Throughout the process, the Sanigers were explicit with HRC and Kolb that they wanted only male embryos transferred to their gestational carrier and the defendants represented that the Sanigers would get to select the exact embryos, which had an identified gender, to be used in each transfer, the suit states.
Instead, HRC and Kolb "negligently, recklessly, and/or intentionally transferred a female embryo to the Sanigers' gestational carrier,'' according to the suit.
HRC "specifically targets'' families in the LGBTQ community and its website says the clinic is "dedicated to helping the gay and lesbian community achieve their dreams of parenthood,'' the suit states.
HRC's website also states that Kolb is internationally known for his expertise in complex reproductive matters and that patients come from around the world to seek his services, the suit states. The website further states that Kolb's practice is known for helping to develop and implement cutting-edge technologies in the genetic screening of embryos and the development of new laboratory technologies, according to the suit.
IVF is a particularly expensive process for male gay couples who must arrange for their children to be carried to term by a gestational carrier, the suit states. In May 2020, the Sanigers provided their sperm to HRC to create their embryos and arrangements were made for donor eggs and a gestational carrier through a third-party agency at a total cost to the plaintiffs of about $300,000, the suit states.

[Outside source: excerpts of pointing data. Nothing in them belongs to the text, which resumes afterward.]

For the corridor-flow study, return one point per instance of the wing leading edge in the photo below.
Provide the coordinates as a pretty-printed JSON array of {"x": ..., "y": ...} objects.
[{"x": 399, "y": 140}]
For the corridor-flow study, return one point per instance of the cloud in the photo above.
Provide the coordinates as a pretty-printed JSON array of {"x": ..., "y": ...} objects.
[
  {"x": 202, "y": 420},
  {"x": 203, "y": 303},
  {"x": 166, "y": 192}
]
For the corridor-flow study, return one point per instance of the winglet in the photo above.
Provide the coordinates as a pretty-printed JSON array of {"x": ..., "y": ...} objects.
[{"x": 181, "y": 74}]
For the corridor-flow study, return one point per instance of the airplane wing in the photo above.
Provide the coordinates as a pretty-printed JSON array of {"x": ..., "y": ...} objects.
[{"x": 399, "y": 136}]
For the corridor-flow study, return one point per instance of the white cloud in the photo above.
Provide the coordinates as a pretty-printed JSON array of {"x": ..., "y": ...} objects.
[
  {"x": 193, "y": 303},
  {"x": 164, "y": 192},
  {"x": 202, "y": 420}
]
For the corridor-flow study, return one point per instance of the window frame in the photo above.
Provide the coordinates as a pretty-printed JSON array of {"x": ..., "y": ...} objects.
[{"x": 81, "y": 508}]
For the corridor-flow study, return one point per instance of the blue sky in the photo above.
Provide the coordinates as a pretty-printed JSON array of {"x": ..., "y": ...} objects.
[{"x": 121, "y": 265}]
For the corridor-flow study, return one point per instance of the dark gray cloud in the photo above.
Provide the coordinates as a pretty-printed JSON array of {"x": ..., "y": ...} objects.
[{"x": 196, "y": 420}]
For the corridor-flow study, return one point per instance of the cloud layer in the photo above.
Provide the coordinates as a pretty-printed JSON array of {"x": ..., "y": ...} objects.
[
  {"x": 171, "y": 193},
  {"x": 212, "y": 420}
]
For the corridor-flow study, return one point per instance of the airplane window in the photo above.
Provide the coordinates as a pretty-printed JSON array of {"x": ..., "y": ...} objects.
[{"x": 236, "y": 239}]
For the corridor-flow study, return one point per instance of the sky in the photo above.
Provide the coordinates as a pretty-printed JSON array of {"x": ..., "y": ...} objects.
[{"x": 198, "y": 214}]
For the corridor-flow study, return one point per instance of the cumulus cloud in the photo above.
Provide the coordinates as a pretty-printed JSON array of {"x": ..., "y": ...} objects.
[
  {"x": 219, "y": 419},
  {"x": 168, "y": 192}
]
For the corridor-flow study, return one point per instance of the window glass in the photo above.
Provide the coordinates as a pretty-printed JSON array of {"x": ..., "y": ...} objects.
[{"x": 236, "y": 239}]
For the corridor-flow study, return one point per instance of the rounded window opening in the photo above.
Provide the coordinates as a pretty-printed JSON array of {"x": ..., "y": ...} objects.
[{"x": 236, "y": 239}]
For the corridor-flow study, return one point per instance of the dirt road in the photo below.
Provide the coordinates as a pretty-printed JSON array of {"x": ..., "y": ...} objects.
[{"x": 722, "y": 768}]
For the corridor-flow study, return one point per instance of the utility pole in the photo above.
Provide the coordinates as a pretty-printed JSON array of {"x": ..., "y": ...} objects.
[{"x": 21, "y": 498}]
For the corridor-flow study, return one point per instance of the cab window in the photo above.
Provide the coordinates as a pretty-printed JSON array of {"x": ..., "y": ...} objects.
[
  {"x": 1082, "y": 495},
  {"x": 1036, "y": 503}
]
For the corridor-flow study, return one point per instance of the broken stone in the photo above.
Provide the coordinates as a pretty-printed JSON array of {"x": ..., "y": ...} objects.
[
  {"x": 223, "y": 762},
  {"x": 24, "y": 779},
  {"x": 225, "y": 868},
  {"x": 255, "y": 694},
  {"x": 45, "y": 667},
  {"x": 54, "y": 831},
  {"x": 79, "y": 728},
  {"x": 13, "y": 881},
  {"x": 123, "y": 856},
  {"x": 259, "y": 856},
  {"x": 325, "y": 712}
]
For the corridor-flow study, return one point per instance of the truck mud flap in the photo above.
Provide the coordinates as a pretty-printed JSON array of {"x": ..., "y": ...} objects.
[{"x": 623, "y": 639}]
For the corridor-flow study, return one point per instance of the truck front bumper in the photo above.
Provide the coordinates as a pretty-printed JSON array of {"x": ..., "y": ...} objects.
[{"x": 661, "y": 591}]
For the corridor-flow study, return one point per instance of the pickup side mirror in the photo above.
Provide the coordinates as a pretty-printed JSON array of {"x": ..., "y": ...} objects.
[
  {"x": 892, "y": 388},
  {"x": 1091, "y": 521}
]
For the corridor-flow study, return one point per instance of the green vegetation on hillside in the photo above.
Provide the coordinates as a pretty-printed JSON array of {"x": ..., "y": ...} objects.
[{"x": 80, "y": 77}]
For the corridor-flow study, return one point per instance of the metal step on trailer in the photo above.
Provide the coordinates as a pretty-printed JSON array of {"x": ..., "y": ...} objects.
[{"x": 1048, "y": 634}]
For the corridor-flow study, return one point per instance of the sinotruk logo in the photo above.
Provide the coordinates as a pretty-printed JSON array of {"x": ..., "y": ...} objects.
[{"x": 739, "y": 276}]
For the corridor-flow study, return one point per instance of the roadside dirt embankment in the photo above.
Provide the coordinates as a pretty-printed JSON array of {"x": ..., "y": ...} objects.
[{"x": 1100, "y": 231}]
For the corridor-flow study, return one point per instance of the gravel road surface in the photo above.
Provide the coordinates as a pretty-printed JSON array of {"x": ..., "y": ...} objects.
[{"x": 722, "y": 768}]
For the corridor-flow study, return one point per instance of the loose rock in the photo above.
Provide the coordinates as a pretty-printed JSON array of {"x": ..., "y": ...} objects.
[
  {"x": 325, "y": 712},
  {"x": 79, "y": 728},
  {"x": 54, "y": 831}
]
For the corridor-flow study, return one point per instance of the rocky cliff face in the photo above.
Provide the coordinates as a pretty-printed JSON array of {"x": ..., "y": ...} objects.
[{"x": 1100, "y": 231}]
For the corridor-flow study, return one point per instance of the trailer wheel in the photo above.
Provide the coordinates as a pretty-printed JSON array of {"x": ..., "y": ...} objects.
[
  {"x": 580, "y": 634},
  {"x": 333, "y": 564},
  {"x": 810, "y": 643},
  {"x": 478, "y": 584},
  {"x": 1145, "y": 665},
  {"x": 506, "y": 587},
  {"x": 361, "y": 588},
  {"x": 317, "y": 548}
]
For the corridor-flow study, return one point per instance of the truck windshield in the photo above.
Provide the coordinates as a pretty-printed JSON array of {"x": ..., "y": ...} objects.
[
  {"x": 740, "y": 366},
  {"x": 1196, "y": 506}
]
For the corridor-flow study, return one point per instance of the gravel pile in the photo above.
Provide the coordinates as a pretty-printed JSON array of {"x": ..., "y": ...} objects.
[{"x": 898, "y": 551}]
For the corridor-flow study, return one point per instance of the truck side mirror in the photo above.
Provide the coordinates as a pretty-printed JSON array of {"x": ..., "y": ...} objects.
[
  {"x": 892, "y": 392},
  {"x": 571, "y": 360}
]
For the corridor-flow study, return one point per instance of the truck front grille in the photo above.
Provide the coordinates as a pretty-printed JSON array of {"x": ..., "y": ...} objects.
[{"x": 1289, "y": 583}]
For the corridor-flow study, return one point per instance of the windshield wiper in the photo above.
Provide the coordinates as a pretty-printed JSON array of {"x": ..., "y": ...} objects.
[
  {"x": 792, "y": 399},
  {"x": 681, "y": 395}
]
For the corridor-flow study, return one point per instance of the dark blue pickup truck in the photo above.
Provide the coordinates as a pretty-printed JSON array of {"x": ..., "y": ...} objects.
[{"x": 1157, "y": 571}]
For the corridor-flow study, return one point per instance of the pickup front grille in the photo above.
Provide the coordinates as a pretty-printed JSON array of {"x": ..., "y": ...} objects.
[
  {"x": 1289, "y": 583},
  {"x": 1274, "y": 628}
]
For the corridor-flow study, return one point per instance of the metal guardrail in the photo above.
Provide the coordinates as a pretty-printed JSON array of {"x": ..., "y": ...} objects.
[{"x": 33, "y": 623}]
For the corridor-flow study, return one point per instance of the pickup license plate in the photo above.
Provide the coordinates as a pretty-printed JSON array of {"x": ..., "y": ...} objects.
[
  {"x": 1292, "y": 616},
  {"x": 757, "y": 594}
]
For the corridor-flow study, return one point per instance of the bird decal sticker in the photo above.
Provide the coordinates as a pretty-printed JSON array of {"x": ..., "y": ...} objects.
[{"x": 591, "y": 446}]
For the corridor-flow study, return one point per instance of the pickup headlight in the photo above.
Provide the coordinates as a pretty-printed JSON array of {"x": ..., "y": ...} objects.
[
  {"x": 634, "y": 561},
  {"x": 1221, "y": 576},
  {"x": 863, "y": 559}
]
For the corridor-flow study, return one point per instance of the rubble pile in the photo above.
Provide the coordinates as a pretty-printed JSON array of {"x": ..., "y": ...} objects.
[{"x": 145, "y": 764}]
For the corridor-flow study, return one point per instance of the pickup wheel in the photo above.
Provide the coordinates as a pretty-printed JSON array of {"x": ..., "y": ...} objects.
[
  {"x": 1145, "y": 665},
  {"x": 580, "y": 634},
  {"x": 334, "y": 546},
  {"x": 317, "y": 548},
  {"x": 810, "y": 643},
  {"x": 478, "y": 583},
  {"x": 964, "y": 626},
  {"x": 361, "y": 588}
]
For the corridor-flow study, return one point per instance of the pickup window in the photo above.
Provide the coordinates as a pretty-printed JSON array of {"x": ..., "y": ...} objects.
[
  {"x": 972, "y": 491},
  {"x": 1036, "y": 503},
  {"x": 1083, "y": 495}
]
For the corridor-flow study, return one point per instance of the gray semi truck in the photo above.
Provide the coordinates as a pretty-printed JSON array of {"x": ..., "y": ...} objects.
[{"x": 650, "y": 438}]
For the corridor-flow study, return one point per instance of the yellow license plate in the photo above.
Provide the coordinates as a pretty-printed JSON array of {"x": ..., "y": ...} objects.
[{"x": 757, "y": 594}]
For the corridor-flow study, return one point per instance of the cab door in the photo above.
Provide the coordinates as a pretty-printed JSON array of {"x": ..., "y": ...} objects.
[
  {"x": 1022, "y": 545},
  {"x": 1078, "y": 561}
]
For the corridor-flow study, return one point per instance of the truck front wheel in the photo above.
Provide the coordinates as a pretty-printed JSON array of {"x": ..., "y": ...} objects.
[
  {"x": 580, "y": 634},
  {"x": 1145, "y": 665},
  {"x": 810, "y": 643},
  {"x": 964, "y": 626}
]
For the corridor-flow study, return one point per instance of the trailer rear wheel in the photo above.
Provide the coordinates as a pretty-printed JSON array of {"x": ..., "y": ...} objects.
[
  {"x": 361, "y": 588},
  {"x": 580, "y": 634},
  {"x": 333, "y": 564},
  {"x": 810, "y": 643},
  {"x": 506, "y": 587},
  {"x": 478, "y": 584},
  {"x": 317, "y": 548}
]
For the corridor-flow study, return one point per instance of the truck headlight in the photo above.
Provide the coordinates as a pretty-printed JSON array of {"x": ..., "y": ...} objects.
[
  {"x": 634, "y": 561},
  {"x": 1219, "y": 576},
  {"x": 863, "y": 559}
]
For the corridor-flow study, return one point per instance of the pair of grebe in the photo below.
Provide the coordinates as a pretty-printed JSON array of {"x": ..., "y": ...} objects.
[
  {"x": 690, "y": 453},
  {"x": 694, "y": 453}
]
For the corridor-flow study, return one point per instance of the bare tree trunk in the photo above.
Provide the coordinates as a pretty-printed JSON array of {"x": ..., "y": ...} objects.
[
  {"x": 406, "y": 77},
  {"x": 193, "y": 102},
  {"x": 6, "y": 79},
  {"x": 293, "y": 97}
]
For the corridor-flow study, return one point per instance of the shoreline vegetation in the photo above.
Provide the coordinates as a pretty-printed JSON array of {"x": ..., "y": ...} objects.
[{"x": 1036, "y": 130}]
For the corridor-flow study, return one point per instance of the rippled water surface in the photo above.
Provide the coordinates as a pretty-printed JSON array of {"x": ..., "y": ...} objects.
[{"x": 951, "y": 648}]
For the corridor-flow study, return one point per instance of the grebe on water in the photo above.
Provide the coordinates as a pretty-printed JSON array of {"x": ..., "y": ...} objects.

Unsuccessful transfers occurred in July and September 2020 before their surrogate became pregnant in December of that year, the suit states.
The Sanigers' daughter was born in 2021, the suit states.
"To this day, HRC has offered no explanation for how this error occurred,'' the suit states.
The financial impact to the Sanigers is "staggering'' because they ultimately will be raising three children rather than the two sons for which they had planned, the suit states.